En rentrant, d’Artagnan vit un homme assis au coin du

feu : c’était Planchet, mais Planchet si bien métamorphosé, grâce aux vieilles hardes qu’en fuyant le mari avait laissées, que lui-même avait peine à le reconnaître. Madeleine le lui présenta à la vue de tous les garçons. Planchet adressa à l’officier une belle phrase flamande, l’officier lui répondit par quelques paroles qui n’étaient d’aucune langue, et le marché fut conclu. Le frère de Madeleine entrait au service de d’Artagnan.

Le plan de d’Artagnan était parfaitement arrêté : il ne voulait pas arriver de jour à Noisy, de peur d’être reconnu. Il avait donc du temps devant lui, Noisy n’étant situé qu’à trois ou quatre lieues de Paris, sur la route de Meaux.

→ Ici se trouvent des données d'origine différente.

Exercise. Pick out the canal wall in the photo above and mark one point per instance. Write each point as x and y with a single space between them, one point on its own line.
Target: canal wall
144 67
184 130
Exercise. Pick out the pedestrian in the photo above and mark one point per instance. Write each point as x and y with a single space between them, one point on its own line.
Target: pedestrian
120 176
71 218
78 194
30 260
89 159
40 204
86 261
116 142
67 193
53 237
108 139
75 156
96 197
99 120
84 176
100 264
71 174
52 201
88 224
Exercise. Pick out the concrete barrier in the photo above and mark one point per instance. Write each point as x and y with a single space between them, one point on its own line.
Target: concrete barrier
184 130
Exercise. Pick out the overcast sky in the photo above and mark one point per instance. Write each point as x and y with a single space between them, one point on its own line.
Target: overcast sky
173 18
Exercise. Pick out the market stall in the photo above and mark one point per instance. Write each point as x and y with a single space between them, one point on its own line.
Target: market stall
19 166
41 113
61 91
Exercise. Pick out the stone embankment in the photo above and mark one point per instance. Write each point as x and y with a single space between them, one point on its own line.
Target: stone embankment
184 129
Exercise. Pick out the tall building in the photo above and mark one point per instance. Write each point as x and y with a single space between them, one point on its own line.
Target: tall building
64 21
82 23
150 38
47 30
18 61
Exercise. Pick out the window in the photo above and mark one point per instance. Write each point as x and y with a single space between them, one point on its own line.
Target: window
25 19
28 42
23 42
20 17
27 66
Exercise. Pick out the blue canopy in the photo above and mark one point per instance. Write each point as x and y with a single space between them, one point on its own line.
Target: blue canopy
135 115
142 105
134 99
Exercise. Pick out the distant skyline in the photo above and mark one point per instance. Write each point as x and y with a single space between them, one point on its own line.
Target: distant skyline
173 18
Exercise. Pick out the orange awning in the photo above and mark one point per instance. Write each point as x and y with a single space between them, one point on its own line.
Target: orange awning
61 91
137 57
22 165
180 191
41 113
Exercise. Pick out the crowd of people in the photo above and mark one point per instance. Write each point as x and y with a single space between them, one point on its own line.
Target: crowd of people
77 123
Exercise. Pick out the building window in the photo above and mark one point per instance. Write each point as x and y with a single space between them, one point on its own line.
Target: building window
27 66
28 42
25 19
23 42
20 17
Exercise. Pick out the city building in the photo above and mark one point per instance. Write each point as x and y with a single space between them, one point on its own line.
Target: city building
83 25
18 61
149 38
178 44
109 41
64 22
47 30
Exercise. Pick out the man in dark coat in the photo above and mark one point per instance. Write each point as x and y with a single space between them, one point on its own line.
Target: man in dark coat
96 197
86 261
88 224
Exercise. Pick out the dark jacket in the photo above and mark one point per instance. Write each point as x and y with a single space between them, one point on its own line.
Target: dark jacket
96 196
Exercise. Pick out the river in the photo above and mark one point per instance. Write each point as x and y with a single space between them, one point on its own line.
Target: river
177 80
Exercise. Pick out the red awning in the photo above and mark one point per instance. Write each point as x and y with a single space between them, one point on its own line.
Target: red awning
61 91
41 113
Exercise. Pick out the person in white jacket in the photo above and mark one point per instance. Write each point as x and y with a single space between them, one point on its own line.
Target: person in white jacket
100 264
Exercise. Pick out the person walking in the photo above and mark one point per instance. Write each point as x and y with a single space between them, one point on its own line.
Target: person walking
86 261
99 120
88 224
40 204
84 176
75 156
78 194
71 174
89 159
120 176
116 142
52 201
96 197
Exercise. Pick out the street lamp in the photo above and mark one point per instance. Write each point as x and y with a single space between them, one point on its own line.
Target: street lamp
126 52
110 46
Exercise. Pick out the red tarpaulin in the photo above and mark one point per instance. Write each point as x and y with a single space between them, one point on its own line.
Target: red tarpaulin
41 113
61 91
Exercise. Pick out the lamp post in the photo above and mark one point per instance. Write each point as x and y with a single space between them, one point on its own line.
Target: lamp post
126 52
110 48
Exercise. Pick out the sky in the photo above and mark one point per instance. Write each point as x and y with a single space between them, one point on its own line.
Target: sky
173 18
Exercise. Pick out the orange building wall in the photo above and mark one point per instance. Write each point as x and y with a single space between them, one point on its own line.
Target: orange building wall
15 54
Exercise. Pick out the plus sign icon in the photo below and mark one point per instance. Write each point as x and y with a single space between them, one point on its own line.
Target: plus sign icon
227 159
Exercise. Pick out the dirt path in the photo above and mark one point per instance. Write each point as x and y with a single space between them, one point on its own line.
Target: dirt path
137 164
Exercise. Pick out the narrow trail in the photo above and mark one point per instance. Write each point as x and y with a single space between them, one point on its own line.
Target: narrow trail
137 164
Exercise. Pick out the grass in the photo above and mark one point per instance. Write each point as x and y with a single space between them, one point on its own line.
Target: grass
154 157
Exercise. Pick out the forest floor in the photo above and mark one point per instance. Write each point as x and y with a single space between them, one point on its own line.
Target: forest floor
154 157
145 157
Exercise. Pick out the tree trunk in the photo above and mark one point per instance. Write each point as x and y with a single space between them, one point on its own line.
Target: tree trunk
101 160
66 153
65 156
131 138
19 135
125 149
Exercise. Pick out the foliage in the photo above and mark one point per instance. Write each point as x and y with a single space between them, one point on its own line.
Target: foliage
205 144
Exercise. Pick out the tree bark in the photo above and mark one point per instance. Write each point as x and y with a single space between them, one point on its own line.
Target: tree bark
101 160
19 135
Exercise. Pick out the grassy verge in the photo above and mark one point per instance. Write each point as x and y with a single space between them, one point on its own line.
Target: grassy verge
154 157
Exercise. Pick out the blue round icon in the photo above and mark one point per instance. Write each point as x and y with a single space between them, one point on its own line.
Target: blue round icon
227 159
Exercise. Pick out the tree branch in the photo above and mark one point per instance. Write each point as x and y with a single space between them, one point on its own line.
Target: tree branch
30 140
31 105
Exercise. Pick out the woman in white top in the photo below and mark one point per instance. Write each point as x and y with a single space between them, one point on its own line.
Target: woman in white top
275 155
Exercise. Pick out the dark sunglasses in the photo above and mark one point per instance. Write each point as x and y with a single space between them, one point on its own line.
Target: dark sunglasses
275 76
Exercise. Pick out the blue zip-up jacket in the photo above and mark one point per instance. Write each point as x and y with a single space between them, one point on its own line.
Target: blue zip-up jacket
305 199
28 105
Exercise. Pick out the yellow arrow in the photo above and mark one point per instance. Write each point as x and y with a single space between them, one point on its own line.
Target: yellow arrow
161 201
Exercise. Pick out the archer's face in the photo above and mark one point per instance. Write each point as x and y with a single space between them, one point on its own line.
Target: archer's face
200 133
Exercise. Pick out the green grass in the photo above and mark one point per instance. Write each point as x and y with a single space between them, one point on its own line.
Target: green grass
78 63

Il commença par déjeuner substantiellement, ce qui peut être un mauvais début quand on veut agir de la tête, mais ce qui est une excellente précaution lorsqu’on veut agir de son corps ; puis il changea d’habit, craignant que sa casaque de lieutenant de mousquetaires n’inspirât de la défiance ; puis il prit la plus forte et la plus solide de ses trois épées, qu’il ne prenait qu’aux grands jours ; puis, vers les deux heures, il fit seller les deux chevaux, et, suivi de Planchet, il sortit par la barrière de la Vil-lette. On faisait toujours, dans la maison voisine de l’hôtel de La Chevrette, les perquisitions les plus actives pour retrouver Planchet.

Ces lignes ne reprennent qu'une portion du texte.